Question

How many combinations of two digit numbers having $8$ can be made from the following numbers?
$8,5,2,1,7,6$
A. $9$
B. $10$
C. $11$
D. $12$

Answer 1

Hint: The two digit number can have $8$ either in one’s place or in ten’s place and it can also have $8$ in both one’s and ten’s place. Excluding $8$ there are five other numbers with which it can form a two digit number.

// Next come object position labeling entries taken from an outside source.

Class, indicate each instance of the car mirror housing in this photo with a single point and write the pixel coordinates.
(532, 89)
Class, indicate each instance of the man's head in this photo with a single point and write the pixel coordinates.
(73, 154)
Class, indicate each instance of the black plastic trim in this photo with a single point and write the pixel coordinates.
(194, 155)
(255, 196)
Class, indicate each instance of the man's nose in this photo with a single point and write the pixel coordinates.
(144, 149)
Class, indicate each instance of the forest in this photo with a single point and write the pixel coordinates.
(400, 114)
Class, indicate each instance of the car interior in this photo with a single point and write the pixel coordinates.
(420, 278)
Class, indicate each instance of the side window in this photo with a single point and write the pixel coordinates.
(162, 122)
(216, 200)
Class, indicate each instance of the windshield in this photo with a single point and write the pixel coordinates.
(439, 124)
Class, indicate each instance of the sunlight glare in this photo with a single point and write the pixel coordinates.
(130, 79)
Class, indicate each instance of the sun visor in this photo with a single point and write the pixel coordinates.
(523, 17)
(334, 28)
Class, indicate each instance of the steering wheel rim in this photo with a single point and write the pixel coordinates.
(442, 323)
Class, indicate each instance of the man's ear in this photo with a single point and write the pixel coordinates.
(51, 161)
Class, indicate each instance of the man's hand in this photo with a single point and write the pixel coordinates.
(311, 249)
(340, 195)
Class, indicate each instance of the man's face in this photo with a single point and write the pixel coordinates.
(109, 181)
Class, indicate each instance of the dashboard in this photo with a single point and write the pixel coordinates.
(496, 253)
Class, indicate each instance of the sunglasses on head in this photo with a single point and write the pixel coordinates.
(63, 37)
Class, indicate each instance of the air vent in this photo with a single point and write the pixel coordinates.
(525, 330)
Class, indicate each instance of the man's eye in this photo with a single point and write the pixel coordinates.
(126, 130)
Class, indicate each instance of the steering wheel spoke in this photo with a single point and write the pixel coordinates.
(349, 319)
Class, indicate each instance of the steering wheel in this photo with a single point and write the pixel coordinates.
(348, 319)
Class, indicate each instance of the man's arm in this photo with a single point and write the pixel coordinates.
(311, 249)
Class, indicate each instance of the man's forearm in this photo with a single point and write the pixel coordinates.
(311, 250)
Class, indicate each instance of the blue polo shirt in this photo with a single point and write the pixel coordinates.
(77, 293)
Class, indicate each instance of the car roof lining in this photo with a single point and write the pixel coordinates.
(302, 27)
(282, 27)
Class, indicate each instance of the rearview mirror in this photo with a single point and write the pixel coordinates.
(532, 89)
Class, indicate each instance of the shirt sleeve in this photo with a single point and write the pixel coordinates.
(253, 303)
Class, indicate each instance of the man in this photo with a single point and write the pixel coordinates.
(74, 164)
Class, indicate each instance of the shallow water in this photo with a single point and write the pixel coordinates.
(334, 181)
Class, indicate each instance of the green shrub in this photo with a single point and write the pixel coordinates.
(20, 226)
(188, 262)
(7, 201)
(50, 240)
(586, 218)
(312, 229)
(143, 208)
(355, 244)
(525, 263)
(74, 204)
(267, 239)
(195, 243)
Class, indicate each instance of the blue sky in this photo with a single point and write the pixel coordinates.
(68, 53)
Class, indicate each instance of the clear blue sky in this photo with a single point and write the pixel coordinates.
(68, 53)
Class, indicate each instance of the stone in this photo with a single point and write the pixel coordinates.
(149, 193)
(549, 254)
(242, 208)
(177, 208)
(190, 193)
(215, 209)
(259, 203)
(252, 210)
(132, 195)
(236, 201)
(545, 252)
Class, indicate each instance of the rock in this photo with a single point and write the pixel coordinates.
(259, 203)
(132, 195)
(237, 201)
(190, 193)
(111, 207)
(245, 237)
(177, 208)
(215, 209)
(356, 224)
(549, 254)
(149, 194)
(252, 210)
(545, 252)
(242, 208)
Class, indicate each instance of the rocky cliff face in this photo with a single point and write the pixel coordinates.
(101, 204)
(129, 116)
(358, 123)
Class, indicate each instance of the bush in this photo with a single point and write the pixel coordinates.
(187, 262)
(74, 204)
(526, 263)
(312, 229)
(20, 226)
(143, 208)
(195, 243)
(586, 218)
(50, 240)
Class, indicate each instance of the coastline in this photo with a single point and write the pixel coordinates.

Complete step-by-step answer:
Here given numbers are-
$8,5,2,1,7,6$
We have to find the number of combinations of two digit numbers having $8$made from these numbers.
Since it is not specified in the question whether $8$ has to be in one’s place or ten’s place so we can assume that the two digit number can have it in either place or even in both one’s and ten’s place.
Only one two digit number is possible with $8$ in both one’s and ten’s place=$88$
Now let us first find combinations of two digit number with $8$ on one’s place-
We have to find the digit in ten’s place because one’s place is fixed
Since there are five other numbers $5, 2, 1, 7, 6$ which can be placed in ten’s place, so the numbers are
$58, 28, 18, 78, 68$
These are $5$ combinations.
Now let us find combination of two digit number with $8$ in ten’s place-
We have to find the digit in one’s place because ten’s place is fixed.
Since there are five other numbers $5, 2, 1, 7, 6$ which can be placed in one’s place, so the numbers are
$85,82,81,87,86$
These are also five combinations.
So the total two digit numbers formed are $88,18,58,28,78,68,85,81,82,87,86$
So, total $11$ such two digit numbers can be formed.
Hence the correct option is ‘C’.

Note: We can also solve this question this way-
Since there are five other numbers except $8$ so total $10$ combinations can be made with $8$ in either ten’s place or one’s place. Only one combination is possible with $8$ in both one’s place and ten’s place. So total combinations are $11$.